Operativo dal 1° gennaio 2019 il nuovo sgravio triennale per gli under 35

SGRAVIO TRIENNALE PER GLI UNDER 35: Operativo dal 1° gennaio 2019

Dal 1° gennaio 2019 parte lo sgravio introdotto dal c.d. Decreto Dignità, finalizzato ad agevolare l’assunzione dei giovani under 35.

Pur riferendosi ad una nuova tipologia di agevolazione, questo sgravio presenta numerose similitudini con il bonus strutturale introdotto dalla Legge di Bilancio 2018, anche se, a differenza di quest’ultimo, stante il tenore letterale della norma, l’esonero contributivo del Decreto Dignità spetta anche alle assunzioni nel lavoro domestico.

L’agevolazione, dunque, spetta anche alle famiglie italiane che decidono di assumere con un contratto a tempo indeterminato colf e badanti under 35 al primo contratto a tempo indeterminato nella loro vita. Ad oggi, tuttavia, mancano ancora le disposizioni attuative che consentano la piena operatività dell’agevolazione.

A chi si applica l’esonero?

L’esonero riguarda le assunzioni effettuate negli anni 2019 e 2020 di soggetti che, alla data di assunzione:

  • non abbiano compiuto il 35° anno di età;
  • non siano mai stati assunti a tempo indeterminato da alcun datore di lavoro.

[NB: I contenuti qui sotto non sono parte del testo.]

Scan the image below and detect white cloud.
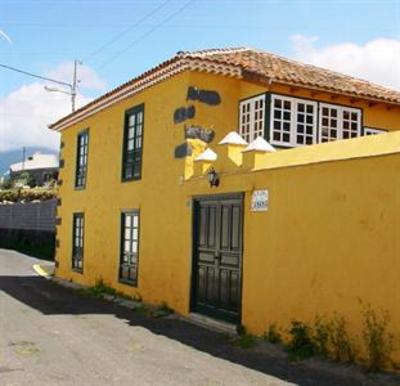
[0,64,105,152]
[291,35,400,89]
[0,29,12,45]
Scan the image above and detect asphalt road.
[0,249,396,386]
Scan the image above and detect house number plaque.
[251,190,269,212]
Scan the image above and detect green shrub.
[312,316,332,356]
[329,315,355,362]
[362,304,394,371]
[263,323,282,343]
[233,334,256,349]
[151,302,174,318]
[85,279,117,298]
[286,320,317,360]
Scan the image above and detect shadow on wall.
[0,276,396,386]
[0,228,55,260]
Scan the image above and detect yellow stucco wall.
[57,72,400,362]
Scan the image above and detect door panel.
[192,195,243,323]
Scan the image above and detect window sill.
[118,278,137,288]
[121,177,142,183]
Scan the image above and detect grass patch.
[0,236,54,261]
[286,320,317,361]
[151,302,174,318]
[233,334,256,349]
[84,279,117,298]
[263,323,282,344]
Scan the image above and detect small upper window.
[122,105,144,180]
[72,213,85,272]
[364,127,386,135]
[270,95,317,146]
[319,103,361,142]
[75,130,89,188]
[239,95,265,143]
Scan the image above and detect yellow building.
[51,48,400,358]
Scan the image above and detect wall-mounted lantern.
[207,168,219,188]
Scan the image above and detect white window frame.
[364,127,387,135]
[238,94,266,143]
[269,94,318,147]
[318,102,362,143]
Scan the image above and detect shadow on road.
[0,276,400,386]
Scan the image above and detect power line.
[96,0,195,70]
[0,63,72,87]
[83,0,171,60]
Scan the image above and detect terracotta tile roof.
[49,47,400,130]
[187,48,400,104]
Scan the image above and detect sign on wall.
[251,189,269,212]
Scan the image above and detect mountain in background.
[0,146,58,176]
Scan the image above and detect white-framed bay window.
[269,94,318,147]
[239,94,265,143]
[319,103,362,142]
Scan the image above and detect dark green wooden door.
[192,195,243,323]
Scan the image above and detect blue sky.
[0,0,400,151]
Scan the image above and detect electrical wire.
[96,0,195,71]
[0,63,72,87]
[82,0,171,61]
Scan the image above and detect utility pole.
[44,59,81,112]
[71,59,78,112]
[22,146,26,170]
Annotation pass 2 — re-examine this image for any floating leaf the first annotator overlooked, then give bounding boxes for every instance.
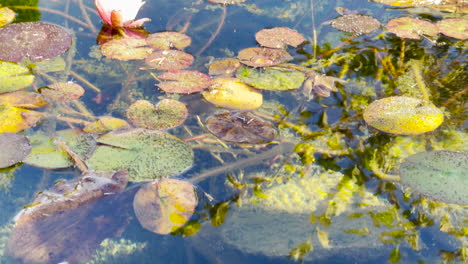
[0,7,16,27]
[437,17,468,40]
[208,58,241,77]
[157,70,211,94]
[127,99,188,129]
[400,150,468,205]
[386,17,439,39]
[101,38,153,61]
[146,32,192,50]
[0,91,48,108]
[255,27,305,49]
[206,112,276,144]
[133,178,198,235]
[0,104,44,133]
[237,48,293,67]
[202,78,263,110]
[0,22,72,62]
[24,129,96,169]
[86,129,193,181]
[236,66,305,91]
[39,82,84,102]
[364,96,444,135]
[0,133,31,168]
[83,116,130,133]
[0,61,34,93]
[145,50,193,71]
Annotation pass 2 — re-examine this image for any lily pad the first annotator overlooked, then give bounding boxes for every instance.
[0,91,48,109]
[236,66,305,91]
[146,32,192,50]
[133,178,198,235]
[157,70,211,94]
[255,27,305,49]
[0,133,31,168]
[39,82,84,102]
[127,99,188,129]
[237,48,293,67]
[437,17,468,40]
[86,128,193,181]
[202,77,263,110]
[0,104,44,133]
[24,129,96,169]
[386,17,439,39]
[400,150,468,205]
[101,38,153,61]
[0,22,72,62]
[206,112,276,144]
[364,96,444,135]
[0,61,34,93]
[145,50,193,71]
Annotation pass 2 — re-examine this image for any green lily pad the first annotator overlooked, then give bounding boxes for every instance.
[0,61,34,93]
[364,96,444,135]
[236,66,305,91]
[145,50,193,71]
[157,70,211,94]
[400,150,468,205]
[146,32,192,50]
[127,99,188,129]
[24,129,96,169]
[86,128,193,181]
[0,133,31,168]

Lo sgravio è previsto nella misura del 50% dei contributi previdenziali a carico dei datori di lavoro, con esclusione dei premi INAIL, entro il tetto massimo di 3.000 euro annui per la durata di 36 mesi.

La fruizione avviene comunque su base mensile, per cui tale limite deve essere opportunamente riparametrato con tale cadenza.

Ai fini dell’individuazione dei requisiti in capo al lavoratore da assumere, non sono ostativi al riconoscimento dell’esonero gli eventuali periodi di apprendistato svolti presso un altro datore di lavoro e non proseguiti in rapporto di lavoro a tempo indeterminato.

La situazione lavorativa del giovane da assumere può essere verificata con due differenti modalità:

  • richiedendo un certificato storico al Centro per l’impiego;
  • attraverso l’apposito applicativo reso disponibile dall’INPS sul proprio portale.

Entrambi gli strumenti, tuttavia, non hanno valore certificativo poiché potrebbero non essere compiutamente aggiornati o allineati.  

Condizioni per fruire dell’esonero

L’effettiva fruizione dello sgravio è subordinata all’emanazione di un decreto che sarebbe dovuta avvenire entro 60 giorni dalla data di entrata in vigore della legge di conversione e avrebbe dovuto definire nel dettaglio le modalità di fruizione dell’esonero.

In ogni caso per poter usufruire del nuovo sgravio occorre rispettare le condizioni previste dal D.Lgs. n. 150/2015, che fanno riferimento ai principi generali di fruizione di tutti gli incentivi in materia di lavoro.

Gli incentivi non sono applicabili, quindi, se l’assunzione vìola un obbligo preesistente tra le parti o se vìola il diritto di precedenza di un lavoratore, oppure nel caso in cui il datore di lavoro abbia in atto sospensioni dal lavoro connesse ad una crisi o riorganizzazione aziendale.

Differenze con l’esonero strutturale 2018

Al nuovo incentivo non si applica:

  • la condizione prevista per l’esonero strutturale della Legge di Bilancio 2018, che non consente di accedere all’incentivo ai datori di lavoro che, nei sei mesi precedenti l’assunzione, abbiano proceduto a licenziamenti economici individualie collettivi nella medesima unità produttiva;
  • la decadenzain caso di licenziamento per giustificato motivo oggettivo del lavoratore assunto o di un lavoratore impiegato nella medesima unità produttiva e inquadrato con la medesima qualifica del lavoratore assunto con l’esonero, effettuato nei sei mesi successivi alla predetta assunzione. Ciò vuol dire che in caso di cessazione anticipata del rapporto prima del decorso di sei mesi, il datore di lavoro non sarà tenuto alla restituzione degli sgravi già fruiti.

La nuova agevolazione contributiva, inoltre, non prevede la portabilità dell’incentivo, vale a dire la possibilità di beneficiare dell’agevolazione residua nell’ipotesi in cui per un lavoratore sia stato già parzialmente fruito lo sgravio, e questi sia nuovamente assunto a tempo indeterminato da altri datori di lavoro privati.